In order to provide less time-consuming alternatives to the tedious process of manually counting nervous fibers in tissues of interest and to stream line quantification and characterization of nervous fibers, automated and semi-automated processes have been developed and deployed as early as 1979. These processes require special equipment, such as array processors or specialized graphics ports and software, which is highly cost-intensive and often adapted to only one particular purpose [1,2]. To allow a more cost-efficient analysis of overall innervation in several target tissues, a semi-automated counting method was established by us. It is based upon several macros programmed for Image J using a basic fluorescence microscopy set up.
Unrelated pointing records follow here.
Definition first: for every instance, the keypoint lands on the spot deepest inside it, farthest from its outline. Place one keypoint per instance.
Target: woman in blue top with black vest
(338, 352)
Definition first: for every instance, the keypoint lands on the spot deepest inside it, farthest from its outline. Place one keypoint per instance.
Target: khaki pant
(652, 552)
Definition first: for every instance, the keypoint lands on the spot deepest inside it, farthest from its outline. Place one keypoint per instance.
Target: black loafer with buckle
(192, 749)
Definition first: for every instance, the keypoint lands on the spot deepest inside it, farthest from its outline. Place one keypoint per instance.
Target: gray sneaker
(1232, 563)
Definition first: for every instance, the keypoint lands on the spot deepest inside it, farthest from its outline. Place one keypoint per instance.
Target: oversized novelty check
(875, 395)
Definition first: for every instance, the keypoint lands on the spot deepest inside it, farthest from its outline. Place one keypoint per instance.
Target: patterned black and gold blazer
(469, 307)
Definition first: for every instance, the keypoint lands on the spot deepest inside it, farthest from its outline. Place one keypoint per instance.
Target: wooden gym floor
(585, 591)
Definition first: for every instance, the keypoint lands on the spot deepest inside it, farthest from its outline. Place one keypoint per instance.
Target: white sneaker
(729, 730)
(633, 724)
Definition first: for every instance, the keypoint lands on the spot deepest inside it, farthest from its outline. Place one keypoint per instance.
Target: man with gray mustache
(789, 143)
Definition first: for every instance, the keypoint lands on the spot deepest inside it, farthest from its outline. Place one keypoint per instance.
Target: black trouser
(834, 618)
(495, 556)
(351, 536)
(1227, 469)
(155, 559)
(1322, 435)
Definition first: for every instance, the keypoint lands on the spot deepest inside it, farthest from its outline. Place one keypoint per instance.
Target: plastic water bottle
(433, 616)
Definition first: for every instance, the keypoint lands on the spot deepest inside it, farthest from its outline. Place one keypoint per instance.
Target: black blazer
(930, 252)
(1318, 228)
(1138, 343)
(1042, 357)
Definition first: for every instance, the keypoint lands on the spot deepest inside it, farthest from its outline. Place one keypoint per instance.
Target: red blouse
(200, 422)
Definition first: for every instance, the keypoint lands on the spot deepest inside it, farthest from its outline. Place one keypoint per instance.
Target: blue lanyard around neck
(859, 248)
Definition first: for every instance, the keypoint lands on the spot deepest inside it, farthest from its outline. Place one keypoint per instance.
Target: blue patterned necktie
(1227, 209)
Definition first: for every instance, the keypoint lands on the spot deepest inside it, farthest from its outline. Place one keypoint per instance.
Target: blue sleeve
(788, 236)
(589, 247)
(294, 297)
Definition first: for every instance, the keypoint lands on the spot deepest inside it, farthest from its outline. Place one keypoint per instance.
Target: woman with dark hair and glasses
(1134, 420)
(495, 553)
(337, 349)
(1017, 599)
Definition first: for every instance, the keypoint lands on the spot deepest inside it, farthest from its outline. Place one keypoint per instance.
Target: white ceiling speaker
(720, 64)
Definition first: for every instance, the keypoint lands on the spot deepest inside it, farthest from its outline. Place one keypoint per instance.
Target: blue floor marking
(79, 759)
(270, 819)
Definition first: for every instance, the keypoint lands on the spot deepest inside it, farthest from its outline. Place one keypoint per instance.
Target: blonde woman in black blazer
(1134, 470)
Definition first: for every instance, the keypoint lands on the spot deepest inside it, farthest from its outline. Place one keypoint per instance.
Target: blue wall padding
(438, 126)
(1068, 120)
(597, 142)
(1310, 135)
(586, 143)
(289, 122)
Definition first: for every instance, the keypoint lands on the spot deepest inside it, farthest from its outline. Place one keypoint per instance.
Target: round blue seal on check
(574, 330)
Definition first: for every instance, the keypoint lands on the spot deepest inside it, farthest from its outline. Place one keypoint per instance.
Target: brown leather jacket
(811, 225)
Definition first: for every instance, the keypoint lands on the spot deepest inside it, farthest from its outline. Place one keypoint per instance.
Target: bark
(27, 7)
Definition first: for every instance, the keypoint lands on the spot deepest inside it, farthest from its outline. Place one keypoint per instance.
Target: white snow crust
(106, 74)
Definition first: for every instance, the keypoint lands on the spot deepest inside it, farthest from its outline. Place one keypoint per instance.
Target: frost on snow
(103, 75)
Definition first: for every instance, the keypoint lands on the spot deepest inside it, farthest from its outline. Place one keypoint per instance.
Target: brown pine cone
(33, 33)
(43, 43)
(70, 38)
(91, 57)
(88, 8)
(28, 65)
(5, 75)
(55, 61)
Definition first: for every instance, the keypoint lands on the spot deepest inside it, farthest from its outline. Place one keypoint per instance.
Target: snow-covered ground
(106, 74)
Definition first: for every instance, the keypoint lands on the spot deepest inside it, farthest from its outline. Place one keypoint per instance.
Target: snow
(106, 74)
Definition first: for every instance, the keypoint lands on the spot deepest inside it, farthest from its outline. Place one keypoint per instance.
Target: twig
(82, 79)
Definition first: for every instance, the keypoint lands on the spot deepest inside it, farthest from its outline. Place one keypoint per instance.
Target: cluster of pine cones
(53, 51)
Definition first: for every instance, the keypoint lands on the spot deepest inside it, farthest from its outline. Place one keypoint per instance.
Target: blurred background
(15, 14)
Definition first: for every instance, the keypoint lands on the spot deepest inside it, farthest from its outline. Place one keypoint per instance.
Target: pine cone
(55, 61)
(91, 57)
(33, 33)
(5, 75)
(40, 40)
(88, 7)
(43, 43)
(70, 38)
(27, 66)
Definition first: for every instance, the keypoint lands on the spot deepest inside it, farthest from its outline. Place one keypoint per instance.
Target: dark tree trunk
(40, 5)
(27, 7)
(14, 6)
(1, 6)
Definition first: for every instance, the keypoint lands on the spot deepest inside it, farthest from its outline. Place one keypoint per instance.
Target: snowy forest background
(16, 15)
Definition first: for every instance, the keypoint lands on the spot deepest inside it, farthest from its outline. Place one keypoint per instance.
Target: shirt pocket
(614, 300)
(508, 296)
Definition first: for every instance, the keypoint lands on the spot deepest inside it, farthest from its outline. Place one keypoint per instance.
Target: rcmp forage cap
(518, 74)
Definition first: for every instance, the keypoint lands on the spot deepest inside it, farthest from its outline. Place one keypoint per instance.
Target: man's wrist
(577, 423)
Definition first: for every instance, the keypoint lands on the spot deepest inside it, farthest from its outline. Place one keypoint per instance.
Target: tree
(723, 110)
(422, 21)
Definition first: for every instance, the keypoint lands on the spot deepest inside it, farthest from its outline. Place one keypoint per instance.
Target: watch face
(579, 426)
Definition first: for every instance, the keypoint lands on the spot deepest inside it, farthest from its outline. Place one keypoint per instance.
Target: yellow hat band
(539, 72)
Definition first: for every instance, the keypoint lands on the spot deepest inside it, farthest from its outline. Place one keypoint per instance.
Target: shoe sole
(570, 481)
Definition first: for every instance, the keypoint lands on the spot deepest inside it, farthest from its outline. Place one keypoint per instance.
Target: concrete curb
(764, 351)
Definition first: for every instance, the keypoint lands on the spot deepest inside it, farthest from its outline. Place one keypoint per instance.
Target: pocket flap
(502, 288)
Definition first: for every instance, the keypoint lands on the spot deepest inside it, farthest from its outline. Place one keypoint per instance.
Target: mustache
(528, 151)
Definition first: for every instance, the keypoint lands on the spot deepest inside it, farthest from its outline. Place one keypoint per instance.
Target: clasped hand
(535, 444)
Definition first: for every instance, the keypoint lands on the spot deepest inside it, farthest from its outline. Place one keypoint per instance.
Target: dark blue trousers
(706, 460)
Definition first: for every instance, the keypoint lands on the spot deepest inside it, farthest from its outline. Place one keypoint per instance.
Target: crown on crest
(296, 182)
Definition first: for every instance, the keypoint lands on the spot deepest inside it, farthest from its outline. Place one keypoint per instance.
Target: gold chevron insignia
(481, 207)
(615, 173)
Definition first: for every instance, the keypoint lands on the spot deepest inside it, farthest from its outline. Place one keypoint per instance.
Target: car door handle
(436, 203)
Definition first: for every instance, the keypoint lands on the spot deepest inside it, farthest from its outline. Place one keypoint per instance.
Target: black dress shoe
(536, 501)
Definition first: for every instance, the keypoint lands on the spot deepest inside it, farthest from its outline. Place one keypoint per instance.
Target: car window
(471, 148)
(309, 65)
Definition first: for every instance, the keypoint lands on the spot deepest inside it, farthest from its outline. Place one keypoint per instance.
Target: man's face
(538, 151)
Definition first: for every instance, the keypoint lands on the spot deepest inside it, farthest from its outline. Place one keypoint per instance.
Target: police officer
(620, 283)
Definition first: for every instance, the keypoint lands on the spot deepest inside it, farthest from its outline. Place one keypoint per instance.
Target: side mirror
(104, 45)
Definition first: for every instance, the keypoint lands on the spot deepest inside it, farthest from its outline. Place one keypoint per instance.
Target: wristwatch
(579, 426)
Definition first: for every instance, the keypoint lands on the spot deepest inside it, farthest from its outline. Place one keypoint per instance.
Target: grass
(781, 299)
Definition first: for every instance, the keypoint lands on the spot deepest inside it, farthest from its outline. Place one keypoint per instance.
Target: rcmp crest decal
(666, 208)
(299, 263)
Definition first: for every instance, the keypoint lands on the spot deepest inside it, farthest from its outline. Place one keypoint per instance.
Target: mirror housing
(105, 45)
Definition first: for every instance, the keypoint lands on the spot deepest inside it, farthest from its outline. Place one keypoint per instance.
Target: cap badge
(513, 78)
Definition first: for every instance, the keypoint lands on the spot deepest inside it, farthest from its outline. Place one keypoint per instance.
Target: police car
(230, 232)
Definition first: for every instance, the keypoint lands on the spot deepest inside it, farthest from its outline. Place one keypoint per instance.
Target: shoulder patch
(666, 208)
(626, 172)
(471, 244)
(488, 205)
The automation of the counting process for sympathetic nerve fibers and TH+ cells, respectively, presents a number of advantages. First of all, it is considerably less time-consuming than counting fibers, or other target structures, by eye. It also eliminates the effect of subjective perception by the experimenter from the process. Another benefit of the automated process is the fact, that the images captured for the analysis are available for future studies or replication of the analysis, while in the previously described manual approach, targets were counted under the microscope without capturing the area of investigation as images . Compared to other automated processes that have been used to count and analyze nervous fibers in tissue sections, this approach does not require any special equipment or software. It is therefore a lot more cost-efficient than other approaches, which are based on three-dimensional analysis [33–35]. Apart from these practical advantages, the automated method offers a number of analytical upsides. With the automated approach, it is possible to count double-positive structures of variable shapes and sizes, whereas the previous manual method only allowed for a discrimination by size and shape, for example by only counting objects that were fiber-shaped and above 50 μm in length determined through a micrometer eyepiece . These discrimination criteria eliminate all fibers running perpendicular to the plane of the section, which will be the largest proportion of fibers, and only the least number of fibers running horizontally to the plane of the section is registered for analysis. Therefore, the number of fibers recorded by the automated approach is increased, due to the fact that all double-positive structures were registered.